Abstract: OBJECTIVE: The genetic determinants of severe hypertriglyceridemia (HTG; MIM 144650) in adults are poorly defined. We therefore resequenced 3 candidate genes, namely LPL, APOC2, and APOA5, to search for accumulation of missense mutations in patients with severe HTG compared with normolipidemic subjects. METHODS AND RESULTS: We resequenced >2 million base pairs of genomic DNA from 110 nondiabetic patients with severe HTG and determined the prevalence of coding sequence variants compared with 472 age- and sex-matched normolipidemic controls. We found: (1) heterozygous mutations (LPL p.Q-12E >11X, p.D25H, p.W86R, p.G188E, p.I194T and p.P207L; APOC2 p.K19T and IVS2-30G>A) in 10.0% of severe HTG patients compared with 0.2% of controls (carrier odds ratio [OR] 52, 95% confidence interval [CI] 8.6 to 319); and (2) an association of the APOA5 p.S19W missense variant with severe HTG (carrier OR 5.5 95% CI 3.3 to 9.1). Furthermore, either rare mutations or the APOA5 p.S19W variant were found in 41.8% of HTG subjects compared with 8.9% of controls (carrier OR 7.4, 95% CI 4.5 to 12.0). Also, heterozygotes for rare mutations had a significantly reduced plasma triglyceride response to fibrate monotherapy. CONCLUSIONS: Both common and rare DNA variants in candidate genes were found in a substantial proportion of severe HTG patients. The findings underscore the value of candidate gene resequencing to understand the genetic contribution in complex lipoprotein and metabolic disorders.

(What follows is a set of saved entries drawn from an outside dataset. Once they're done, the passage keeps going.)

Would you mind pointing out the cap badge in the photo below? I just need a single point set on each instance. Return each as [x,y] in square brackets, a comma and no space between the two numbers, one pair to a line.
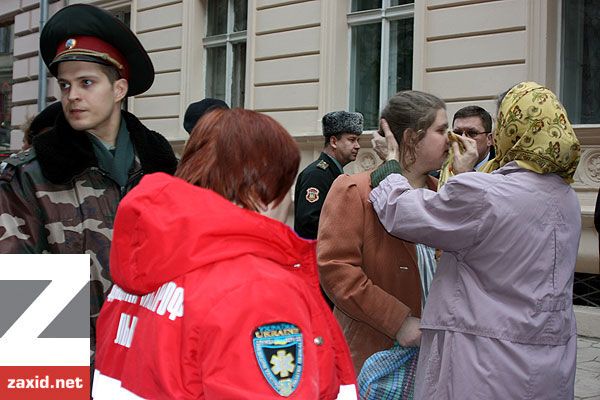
[323,164]
[312,195]
[70,43]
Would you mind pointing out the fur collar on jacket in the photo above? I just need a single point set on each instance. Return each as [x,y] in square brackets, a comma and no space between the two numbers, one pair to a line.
[64,152]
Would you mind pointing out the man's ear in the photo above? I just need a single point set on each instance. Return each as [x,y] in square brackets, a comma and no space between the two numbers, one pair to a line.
[120,87]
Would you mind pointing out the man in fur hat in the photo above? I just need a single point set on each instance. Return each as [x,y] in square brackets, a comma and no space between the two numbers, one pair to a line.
[61,195]
[341,130]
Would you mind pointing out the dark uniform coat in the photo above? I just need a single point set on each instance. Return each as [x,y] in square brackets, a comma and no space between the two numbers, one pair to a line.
[312,186]
[55,199]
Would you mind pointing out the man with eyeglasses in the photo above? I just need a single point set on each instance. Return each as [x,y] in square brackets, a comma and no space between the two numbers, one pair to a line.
[476,123]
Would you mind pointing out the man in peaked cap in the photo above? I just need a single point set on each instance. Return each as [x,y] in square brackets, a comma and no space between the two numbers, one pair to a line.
[61,195]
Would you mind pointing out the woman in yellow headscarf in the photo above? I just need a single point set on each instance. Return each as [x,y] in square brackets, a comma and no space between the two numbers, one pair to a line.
[499,321]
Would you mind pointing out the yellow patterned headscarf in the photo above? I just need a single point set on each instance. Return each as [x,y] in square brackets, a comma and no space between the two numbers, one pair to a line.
[533,130]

Gupta M, Doobay AV, Singh N, Anand SS, Raja F, Mawji F, Kho J, Karavetian A, Yi Q, Yusuf S. · William Osler Health Centre, Brampton, Ont. · CMAJ. · Pubmed #11944758 links to  free full text

Abstract: BACKGROUND: Coronary artery disease affects a significantly larger proportion of Canadians of South Asian origin than Canadians of other ethnic origins. We compared differences in presentation, risk factors and management of myocardial infarction (MI) between South Asian Canadians and matched control subjects. METHODS: We reviewed the charts of 553 South Asian patients and 553 non-South Asian matched control subjects presenting with acute MI (International Classification of Diseases code 410) to 2 hospitals in Canada from January 1994 to April 1999. We identified South Asian subjects by their surnames and first names, and by using self-reported ethnicity and country of birth when available. Patients of Southeast Asian and Middle Eastern origin were excluded. The remaining patients were classified as non-South Asian. Subjects were matched by age within 5 years, sex, discharge date within 6 months and hospital of admission. Presentation characteristics, risk factors and major complications were compared between the 2 groups. RESULTS: The median time from symptom onset to presentation with acute MI was significantly longer among the South Asian subjects than among the control subjects (3.92 v. 3.08 hours) (p = 0.04). The South Asians were more likely than the control subjects to have diabetes mellitus (43.4% v. 28.2%) (p < 0.001) despite having a significantly lower mean body mass index (25.7 v. 28.0) (p = 0.05) but were less likely to have hyperlipidemia (36.2% v. 42.7%, p = 0.05), to smoke (29.3% v. 67.8%) (p < 0.001) or to have pre-existing vascular disease (49.4% v. 55.0%, p = 0.04). Treatment of acute MI was similar between the South Asian and matched control groups. Also similar were the in-hospital outcomes, including mortality (9.6% and 7.8%, p = 0.27). INTERPRETATION: There are clear differences in the risk factor profile between Canadians of South Asian origin and those of non-South Asian origin who have acute MI. Despite the higher incidence of cardiovascular disease in the South Asian population, our results indicate that the in-hospital case-fatality rate for MI is the same for South Asian and non-South Asian Canadians.